A painting using pigments dissolved in water is called a watercolour. This is also the name of the technique, the usual base for which is white, absorbent paper. In true watercolour painting, white is not used for lighting.
Before the advent of colour photography, watercolour painting was the most common method of recording cultural heritage in colour. The INDOK Centre keeps 264 watercolours (221 individual sheets and 43 in two watercolour blocks), among which three sets stand out for their motifs and large numbers:
- medieval paintings of church interiors by Matej Sternen (69 paintings),
- shrines by Dušan Svetlič (64 paintings),
- the churches of Kočevje by Janko Trošt (30 paintings).
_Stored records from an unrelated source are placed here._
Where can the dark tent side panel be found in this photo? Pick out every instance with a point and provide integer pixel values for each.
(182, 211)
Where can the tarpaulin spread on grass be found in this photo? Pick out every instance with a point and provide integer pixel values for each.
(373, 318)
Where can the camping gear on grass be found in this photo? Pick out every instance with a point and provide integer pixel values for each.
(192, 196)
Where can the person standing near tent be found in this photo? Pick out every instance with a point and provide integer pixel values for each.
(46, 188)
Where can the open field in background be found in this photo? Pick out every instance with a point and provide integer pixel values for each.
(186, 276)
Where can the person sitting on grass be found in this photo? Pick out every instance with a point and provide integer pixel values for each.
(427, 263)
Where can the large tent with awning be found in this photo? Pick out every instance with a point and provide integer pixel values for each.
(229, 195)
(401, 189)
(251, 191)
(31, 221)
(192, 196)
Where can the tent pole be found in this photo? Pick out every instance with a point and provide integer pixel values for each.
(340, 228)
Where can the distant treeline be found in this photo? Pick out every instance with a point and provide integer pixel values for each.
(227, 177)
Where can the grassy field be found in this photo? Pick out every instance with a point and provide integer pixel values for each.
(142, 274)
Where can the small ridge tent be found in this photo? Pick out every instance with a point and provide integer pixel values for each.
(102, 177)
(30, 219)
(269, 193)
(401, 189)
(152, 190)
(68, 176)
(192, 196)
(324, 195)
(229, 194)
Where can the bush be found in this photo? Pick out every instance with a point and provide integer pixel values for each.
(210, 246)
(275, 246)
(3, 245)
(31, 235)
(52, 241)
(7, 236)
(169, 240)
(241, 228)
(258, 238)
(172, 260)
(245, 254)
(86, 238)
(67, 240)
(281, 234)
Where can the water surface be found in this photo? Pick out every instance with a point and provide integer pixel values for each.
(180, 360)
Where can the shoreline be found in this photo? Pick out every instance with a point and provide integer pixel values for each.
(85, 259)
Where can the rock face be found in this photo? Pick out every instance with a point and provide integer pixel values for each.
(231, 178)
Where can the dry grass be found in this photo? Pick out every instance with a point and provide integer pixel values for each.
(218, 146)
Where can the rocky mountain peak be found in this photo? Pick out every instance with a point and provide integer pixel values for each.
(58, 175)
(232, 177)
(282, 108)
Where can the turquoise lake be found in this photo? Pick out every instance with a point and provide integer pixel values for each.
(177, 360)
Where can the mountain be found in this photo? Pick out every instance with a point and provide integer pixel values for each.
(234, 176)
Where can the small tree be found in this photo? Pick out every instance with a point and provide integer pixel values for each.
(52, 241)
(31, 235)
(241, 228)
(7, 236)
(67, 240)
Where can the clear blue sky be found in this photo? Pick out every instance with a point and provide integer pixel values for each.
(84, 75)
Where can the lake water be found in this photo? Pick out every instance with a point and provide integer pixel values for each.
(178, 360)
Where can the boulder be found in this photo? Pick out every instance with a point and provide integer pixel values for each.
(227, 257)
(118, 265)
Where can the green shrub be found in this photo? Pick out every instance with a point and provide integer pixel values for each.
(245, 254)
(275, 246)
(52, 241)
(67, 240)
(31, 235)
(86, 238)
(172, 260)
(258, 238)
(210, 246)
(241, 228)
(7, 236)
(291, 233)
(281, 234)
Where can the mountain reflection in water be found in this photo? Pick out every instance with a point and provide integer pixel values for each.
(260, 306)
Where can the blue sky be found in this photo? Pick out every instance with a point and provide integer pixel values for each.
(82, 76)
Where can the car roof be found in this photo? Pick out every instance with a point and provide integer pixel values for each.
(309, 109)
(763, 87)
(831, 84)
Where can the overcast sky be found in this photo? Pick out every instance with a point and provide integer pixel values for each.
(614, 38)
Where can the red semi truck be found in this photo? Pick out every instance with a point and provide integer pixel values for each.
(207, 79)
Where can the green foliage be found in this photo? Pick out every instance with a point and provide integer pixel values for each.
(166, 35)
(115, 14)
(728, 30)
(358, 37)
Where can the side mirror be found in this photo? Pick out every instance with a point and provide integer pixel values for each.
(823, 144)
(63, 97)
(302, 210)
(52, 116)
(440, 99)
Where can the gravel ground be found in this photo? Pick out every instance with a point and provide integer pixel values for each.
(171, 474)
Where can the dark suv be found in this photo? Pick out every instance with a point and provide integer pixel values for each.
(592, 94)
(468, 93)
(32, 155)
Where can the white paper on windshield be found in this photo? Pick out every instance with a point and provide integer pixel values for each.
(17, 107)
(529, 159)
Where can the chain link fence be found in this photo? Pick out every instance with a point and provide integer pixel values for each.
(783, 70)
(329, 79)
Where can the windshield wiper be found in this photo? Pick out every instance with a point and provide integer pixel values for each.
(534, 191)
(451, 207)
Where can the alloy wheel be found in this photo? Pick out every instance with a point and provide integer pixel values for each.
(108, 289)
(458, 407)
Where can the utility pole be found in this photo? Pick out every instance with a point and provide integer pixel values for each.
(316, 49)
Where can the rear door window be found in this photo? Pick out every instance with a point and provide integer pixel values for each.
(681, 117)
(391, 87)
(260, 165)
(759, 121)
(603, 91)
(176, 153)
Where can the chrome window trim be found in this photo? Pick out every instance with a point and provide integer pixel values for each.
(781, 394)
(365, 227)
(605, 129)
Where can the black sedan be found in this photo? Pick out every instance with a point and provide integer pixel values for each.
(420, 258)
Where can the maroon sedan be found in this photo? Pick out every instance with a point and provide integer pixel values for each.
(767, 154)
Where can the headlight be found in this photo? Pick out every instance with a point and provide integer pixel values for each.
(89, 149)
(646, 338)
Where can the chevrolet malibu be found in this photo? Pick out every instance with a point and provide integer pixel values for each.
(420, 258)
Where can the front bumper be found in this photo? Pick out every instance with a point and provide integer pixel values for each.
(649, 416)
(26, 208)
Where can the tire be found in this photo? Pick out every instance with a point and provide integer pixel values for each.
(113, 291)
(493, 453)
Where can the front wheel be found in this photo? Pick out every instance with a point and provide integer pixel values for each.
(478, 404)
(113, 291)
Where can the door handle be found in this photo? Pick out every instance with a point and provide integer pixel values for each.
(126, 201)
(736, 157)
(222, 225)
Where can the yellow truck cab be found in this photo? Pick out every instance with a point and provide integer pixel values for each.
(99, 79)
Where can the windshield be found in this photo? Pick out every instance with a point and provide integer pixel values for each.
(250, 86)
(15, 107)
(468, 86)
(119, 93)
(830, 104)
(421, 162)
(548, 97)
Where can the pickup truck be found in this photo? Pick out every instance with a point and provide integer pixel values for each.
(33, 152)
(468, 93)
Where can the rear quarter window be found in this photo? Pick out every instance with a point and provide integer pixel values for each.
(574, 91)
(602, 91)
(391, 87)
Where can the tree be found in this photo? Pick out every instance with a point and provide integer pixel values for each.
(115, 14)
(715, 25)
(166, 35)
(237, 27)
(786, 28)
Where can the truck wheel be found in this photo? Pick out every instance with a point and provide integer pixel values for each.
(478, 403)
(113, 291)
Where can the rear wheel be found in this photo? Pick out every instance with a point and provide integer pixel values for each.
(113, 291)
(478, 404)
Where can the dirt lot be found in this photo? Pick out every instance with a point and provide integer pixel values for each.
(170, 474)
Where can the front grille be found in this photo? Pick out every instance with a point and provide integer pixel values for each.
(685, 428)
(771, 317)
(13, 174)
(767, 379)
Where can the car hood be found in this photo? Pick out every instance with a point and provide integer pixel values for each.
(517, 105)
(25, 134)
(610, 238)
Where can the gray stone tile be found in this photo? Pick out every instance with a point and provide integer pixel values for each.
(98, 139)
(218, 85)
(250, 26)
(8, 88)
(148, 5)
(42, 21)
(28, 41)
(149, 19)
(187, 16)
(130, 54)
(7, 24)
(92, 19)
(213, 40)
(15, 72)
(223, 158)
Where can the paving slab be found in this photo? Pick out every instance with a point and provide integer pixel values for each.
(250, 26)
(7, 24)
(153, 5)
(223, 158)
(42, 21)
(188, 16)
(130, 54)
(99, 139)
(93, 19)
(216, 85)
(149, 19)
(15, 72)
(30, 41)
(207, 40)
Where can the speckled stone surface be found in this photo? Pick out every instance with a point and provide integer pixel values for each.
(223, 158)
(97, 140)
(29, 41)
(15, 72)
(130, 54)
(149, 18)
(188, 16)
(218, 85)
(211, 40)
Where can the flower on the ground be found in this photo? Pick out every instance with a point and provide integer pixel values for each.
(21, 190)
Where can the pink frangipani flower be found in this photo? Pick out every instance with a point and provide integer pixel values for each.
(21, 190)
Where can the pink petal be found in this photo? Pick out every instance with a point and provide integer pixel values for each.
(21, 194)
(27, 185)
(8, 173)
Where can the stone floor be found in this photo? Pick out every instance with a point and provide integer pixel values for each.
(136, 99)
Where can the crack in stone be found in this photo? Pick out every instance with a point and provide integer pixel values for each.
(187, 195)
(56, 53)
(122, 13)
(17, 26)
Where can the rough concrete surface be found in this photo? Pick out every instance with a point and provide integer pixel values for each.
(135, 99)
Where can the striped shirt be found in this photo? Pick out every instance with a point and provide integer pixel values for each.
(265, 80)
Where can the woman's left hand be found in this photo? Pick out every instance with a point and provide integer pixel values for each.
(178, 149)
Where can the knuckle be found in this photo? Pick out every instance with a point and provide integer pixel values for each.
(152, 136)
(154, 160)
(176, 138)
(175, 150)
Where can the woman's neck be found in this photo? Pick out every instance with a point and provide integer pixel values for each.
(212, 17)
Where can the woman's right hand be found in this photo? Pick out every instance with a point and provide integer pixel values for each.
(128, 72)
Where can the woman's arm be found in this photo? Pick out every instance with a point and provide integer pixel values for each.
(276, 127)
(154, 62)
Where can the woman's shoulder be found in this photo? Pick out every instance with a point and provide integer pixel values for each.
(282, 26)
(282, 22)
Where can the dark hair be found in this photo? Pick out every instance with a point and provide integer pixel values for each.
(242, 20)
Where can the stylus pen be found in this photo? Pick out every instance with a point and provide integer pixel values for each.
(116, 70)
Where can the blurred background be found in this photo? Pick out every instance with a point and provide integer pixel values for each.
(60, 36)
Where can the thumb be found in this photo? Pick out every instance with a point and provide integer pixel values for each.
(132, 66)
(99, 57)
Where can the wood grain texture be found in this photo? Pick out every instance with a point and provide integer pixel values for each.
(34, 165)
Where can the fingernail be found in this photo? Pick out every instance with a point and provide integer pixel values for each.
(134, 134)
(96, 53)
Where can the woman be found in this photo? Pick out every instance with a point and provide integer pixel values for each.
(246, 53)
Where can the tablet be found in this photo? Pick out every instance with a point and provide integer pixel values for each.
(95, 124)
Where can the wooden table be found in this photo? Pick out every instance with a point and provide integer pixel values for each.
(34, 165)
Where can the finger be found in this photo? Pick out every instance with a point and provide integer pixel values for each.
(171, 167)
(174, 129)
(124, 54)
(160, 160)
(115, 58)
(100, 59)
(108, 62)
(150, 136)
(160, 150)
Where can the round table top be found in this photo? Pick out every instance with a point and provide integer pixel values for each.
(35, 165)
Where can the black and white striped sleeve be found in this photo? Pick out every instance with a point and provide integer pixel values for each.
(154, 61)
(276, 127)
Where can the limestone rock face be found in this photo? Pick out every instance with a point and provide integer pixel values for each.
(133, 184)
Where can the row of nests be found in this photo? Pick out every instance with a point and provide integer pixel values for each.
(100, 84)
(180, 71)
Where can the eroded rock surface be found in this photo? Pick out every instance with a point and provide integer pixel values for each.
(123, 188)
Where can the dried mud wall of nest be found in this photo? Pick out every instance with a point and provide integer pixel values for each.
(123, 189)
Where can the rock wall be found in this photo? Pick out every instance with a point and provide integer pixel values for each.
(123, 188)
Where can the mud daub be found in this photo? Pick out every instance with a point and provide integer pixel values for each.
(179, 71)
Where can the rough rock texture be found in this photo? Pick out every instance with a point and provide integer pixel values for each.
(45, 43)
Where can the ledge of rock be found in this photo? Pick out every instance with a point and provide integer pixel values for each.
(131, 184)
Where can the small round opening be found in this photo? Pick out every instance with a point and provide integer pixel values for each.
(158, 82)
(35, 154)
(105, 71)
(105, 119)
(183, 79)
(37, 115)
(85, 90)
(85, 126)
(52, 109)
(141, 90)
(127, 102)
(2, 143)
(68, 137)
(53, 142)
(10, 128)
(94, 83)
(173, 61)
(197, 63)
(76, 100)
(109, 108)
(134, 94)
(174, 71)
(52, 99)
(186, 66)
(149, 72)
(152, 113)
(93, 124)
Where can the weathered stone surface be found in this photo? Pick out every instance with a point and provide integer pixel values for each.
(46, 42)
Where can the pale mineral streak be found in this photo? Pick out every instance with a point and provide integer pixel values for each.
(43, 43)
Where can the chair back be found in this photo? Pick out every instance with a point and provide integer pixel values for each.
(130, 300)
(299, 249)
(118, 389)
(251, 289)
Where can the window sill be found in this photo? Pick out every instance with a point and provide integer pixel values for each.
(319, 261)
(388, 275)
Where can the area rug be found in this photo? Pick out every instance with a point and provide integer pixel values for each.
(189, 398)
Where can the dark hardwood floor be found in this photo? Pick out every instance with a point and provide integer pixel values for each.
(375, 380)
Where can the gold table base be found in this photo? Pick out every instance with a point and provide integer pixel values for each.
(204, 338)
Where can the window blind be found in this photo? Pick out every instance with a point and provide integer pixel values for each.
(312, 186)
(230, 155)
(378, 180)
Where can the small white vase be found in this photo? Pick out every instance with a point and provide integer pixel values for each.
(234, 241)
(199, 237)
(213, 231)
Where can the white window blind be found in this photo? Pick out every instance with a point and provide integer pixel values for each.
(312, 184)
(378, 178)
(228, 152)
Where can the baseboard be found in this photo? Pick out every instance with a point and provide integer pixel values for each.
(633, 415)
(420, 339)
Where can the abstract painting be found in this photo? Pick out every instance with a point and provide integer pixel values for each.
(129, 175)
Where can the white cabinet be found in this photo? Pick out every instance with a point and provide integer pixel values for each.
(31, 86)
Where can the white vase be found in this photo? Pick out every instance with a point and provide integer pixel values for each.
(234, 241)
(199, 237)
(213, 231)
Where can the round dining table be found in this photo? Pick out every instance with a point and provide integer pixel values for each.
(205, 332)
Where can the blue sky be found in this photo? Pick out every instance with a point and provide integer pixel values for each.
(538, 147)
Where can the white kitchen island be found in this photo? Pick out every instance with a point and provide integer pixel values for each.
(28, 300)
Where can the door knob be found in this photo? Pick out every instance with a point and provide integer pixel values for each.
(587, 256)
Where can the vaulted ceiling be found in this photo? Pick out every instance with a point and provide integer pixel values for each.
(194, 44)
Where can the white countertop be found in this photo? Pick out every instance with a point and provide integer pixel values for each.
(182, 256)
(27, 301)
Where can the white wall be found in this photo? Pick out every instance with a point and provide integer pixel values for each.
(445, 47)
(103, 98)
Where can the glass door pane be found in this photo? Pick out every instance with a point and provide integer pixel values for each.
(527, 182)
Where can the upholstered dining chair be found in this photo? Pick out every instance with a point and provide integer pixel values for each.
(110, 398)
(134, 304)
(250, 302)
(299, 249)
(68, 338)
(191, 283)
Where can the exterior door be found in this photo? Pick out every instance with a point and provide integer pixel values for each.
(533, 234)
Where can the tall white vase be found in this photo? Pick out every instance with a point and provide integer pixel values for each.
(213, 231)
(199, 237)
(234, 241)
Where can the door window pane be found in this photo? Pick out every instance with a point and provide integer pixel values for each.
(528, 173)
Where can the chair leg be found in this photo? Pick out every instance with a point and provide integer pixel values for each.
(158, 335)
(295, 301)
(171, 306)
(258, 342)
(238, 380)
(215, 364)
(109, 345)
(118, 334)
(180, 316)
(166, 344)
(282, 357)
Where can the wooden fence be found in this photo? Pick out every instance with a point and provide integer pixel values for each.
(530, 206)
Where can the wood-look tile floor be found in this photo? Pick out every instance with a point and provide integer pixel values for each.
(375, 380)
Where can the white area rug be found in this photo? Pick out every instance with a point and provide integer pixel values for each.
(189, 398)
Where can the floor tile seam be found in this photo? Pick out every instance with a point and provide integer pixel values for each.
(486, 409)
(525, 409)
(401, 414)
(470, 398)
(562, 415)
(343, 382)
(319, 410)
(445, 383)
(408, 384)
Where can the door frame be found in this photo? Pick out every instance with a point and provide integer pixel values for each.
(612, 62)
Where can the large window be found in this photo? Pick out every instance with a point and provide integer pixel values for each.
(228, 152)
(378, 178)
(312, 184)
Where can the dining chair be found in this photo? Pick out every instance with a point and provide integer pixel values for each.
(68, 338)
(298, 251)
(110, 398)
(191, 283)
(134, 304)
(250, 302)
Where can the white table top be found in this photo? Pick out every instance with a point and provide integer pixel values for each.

Svetlič and Sternen produced watercolours in the 1920’s and 1930’s by order of the conservator France Stelè, and Trošt undertook the work in 1947 when the topography of Kočevska was recorded with Marijan Zadnikar and Jože Kregar.
The oldest dated watercolour (a coloured drawing of stone details of St. Mauritius’ church in Jurklošter) is from the archives of the Vienna Central Commission for Monument Protection and was painted in 1864 by Hans Petschnig.
The other painters of watercolours in the collection are Aleksandra Ivanc, France (Floris) Oblak, Franjo Golob, Franjo Horvat, Friderik Jerina, G. Stupar, Herbert Kartin, Ivan Šifrer, Janez Mežan, Marijan Marolt, Maksim Gas-pari, Stanko Peruzzi and Zvonimir Juretin.